Multi-input multi-output (MIMO) control system design is much more difficult than single-input single output (SISO) design due to the combination of cross-coupling and uncertainty. An investigation is undertaken into both the classical Quantitative Feedback Theory (QFT) and modern H-infinity frequency domain design methods. These design tools are applied to a bank-to-turn (BTT) missile plant at multiple operating points for a gain scheduled implementation. A new method is presented that exploits both QFT and H-infinity design methods.

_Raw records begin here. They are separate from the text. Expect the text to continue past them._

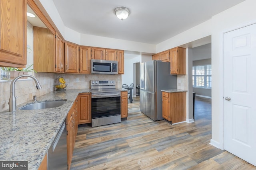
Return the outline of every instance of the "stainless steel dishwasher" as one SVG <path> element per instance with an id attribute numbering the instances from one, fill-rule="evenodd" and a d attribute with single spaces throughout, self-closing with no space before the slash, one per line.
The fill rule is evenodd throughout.
<path id="1" fill-rule="evenodd" d="M 61 125 L 48 150 L 47 164 L 48 170 L 68 169 L 67 130 L 65 121 Z"/>

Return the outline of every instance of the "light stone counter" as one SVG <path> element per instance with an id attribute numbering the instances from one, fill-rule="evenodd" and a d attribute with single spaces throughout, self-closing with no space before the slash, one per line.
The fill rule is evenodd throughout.
<path id="1" fill-rule="evenodd" d="M 15 112 L 0 113 L 0 160 L 28 161 L 28 169 L 37 170 L 78 95 L 88 92 L 90 89 L 54 91 L 17 106 Z M 67 100 L 55 108 L 19 109 L 28 103 L 60 99 Z"/>
<path id="2" fill-rule="evenodd" d="M 178 93 L 179 92 L 186 92 L 188 91 L 188 90 L 180 89 L 162 90 L 161 91 L 162 92 L 167 92 L 167 93 Z"/>
<path id="3" fill-rule="evenodd" d="M 124 92 L 126 91 L 128 91 L 128 89 L 126 89 L 126 88 L 116 88 L 117 89 L 119 90 L 120 90 L 121 92 Z"/>

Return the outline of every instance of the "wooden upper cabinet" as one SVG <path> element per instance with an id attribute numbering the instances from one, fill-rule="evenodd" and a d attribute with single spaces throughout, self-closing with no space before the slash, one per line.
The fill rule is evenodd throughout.
<path id="1" fill-rule="evenodd" d="M 106 49 L 106 60 L 117 61 L 117 55 L 116 50 L 112 49 Z"/>
<path id="2" fill-rule="evenodd" d="M 169 50 L 160 53 L 160 59 L 164 62 L 170 62 L 170 52 Z"/>
<path id="3" fill-rule="evenodd" d="M 123 50 L 117 51 L 118 74 L 124 74 L 124 55 Z"/>
<path id="4" fill-rule="evenodd" d="M 34 27 L 34 69 L 38 72 L 55 71 L 55 35 L 48 29 Z"/>
<path id="5" fill-rule="evenodd" d="M 55 33 L 55 72 L 64 72 L 64 42 L 56 32 Z"/>
<path id="6" fill-rule="evenodd" d="M 80 72 L 90 73 L 92 48 L 80 47 Z"/>
<path id="7" fill-rule="evenodd" d="M 160 53 L 158 53 L 152 55 L 152 60 L 161 60 L 160 59 Z"/>
<path id="8" fill-rule="evenodd" d="M 176 47 L 170 51 L 171 74 L 186 74 L 186 48 Z"/>
<path id="9" fill-rule="evenodd" d="M 27 1 L 0 0 L 0 66 L 27 63 Z"/>
<path id="10" fill-rule="evenodd" d="M 96 60 L 106 60 L 105 49 L 92 48 L 92 59 L 95 59 Z"/>
<path id="11" fill-rule="evenodd" d="M 65 43 L 65 72 L 78 73 L 79 67 L 79 47 Z"/>

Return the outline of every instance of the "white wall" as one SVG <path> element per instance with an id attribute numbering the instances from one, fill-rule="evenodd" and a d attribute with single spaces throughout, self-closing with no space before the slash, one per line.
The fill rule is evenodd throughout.
<path id="1" fill-rule="evenodd" d="M 211 143 L 223 149 L 223 34 L 256 23 L 256 1 L 247 0 L 212 18 L 212 139 Z"/>
<path id="2" fill-rule="evenodd" d="M 124 54 L 124 74 L 122 75 L 122 84 L 130 86 L 131 83 L 134 83 L 134 63 L 140 63 L 141 59 L 141 55 Z"/>

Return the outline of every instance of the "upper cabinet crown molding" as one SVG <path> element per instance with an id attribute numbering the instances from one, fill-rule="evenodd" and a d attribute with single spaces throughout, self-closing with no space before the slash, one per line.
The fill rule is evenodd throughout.
<path id="1" fill-rule="evenodd" d="M 27 63 L 27 1 L 0 1 L 0 66 Z"/>

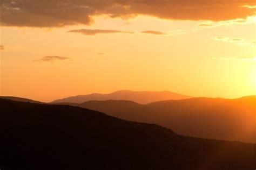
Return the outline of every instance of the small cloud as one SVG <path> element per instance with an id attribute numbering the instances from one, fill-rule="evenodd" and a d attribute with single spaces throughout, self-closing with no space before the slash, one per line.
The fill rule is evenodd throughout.
<path id="1" fill-rule="evenodd" d="M 4 46 L 2 45 L 0 45 L 0 51 L 3 51 L 5 49 L 5 48 L 4 47 Z"/>
<path id="2" fill-rule="evenodd" d="M 165 35 L 165 33 L 164 32 L 156 31 L 142 31 L 142 33 L 155 35 Z"/>
<path id="3" fill-rule="evenodd" d="M 69 31 L 68 32 L 80 33 L 84 35 L 94 36 L 98 34 L 111 34 L 111 33 L 134 33 L 133 32 L 122 31 L 118 30 L 89 30 L 89 29 L 81 29 Z"/>
<path id="4" fill-rule="evenodd" d="M 249 42 L 246 41 L 244 39 L 242 38 L 230 38 L 228 37 L 217 37 L 213 38 L 213 39 L 218 41 L 221 41 L 224 42 L 230 42 L 233 43 L 236 45 L 249 45 L 251 46 L 255 46 L 256 45 L 255 41 L 252 41 Z"/>
<path id="5" fill-rule="evenodd" d="M 57 60 L 65 60 L 69 59 L 70 59 L 69 57 L 60 56 L 44 56 L 39 60 L 35 60 L 35 61 L 46 61 L 54 62 Z"/>
<path id="6" fill-rule="evenodd" d="M 247 17 L 245 18 L 238 18 L 224 21 L 213 22 L 211 20 L 202 20 L 199 22 L 197 28 L 211 28 L 223 25 L 233 25 L 235 24 L 246 24 L 256 23 L 255 16 Z"/>
<path id="7" fill-rule="evenodd" d="M 246 5 L 242 6 L 242 7 L 247 8 L 248 8 L 248 9 L 254 9 L 254 8 L 256 8 L 256 5 Z"/>
<path id="8" fill-rule="evenodd" d="M 171 31 L 166 33 L 156 31 L 144 31 L 142 32 L 142 33 L 145 34 L 154 34 L 157 36 L 174 36 L 184 34 L 185 33 L 185 32 L 183 31 L 183 30 L 180 30 Z"/>
<path id="9" fill-rule="evenodd" d="M 186 32 L 181 30 L 173 30 L 168 32 L 166 34 L 168 36 L 174 36 L 174 35 L 181 35 L 185 34 Z"/>

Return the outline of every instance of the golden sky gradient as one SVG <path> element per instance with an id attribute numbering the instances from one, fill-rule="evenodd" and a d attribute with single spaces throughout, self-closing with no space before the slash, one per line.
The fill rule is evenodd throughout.
<path id="1" fill-rule="evenodd" d="M 4 1 L 0 95 L 255 94 L 255 1 L 221 2 Z"/>

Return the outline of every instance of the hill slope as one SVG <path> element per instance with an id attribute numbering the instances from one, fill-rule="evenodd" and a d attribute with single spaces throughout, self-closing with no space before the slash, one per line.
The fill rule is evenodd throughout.
<path id="1" fill-rule="evenodd" d="M 146 104 L 166 100 L 180 100 L 191 98 L 175 93 L 164 91 L 133 91 L 121 90 L 108 94 L 94 93 L 57 100 L 52 103 L 81 103 L 88 101 L 105 101 L 108 100 L 129 100 L 138 103 Z"/>
<path id="2" fill-rule="evenodd" d="M 253 169 L 255 145 L 85 109 L 0 99 L 3 169 Z"/>
<path id="3" fill-rule="evenodd" d="M 129 121 L 155 123 L 178 134 L 256 143 L 256 98 L 193 98 L 141 105 L 129 101 L 89 101 L 79 107 Z"/>

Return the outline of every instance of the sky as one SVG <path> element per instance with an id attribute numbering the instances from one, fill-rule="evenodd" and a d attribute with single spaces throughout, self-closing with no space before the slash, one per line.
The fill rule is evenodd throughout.
<path id="1" fill-rule="evenodd" d="M 254 0 L 3 0 L 0 95 L 256 94 Z"/>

It is shown that this method gives insight into the H-infinity design and provides a classical approach to tuning the final H-infinity controller. The use of “true” inversionfree design equations, unlike the theory that appears in current literature, is shown to provide less conservative bounds at frequencies near and beyond the gain cross-over frequency. All of the techniques investigated and presented are applied to the BTT missile to show their application to a practical problem. It was found that the H-infinity design method was able to produce satisfactory controllers at high angles of attack where there were no QFT solutions found. Although an H-infinity controller was produced for all operating points except the last, the controllers were found to be of very high-order, contain very poorly damped second order terms and generally more conservative, as opposed to the QFT designs. An investigation into simultaneous stabilization of multiple plants using Hinfinity is also presented. Although a solution to this was not found, a strongly justified case to entice further investigation is presented.

Thesis (M.Sc.Eng.)-University of KwaZulu-Natal, Durban, 2011.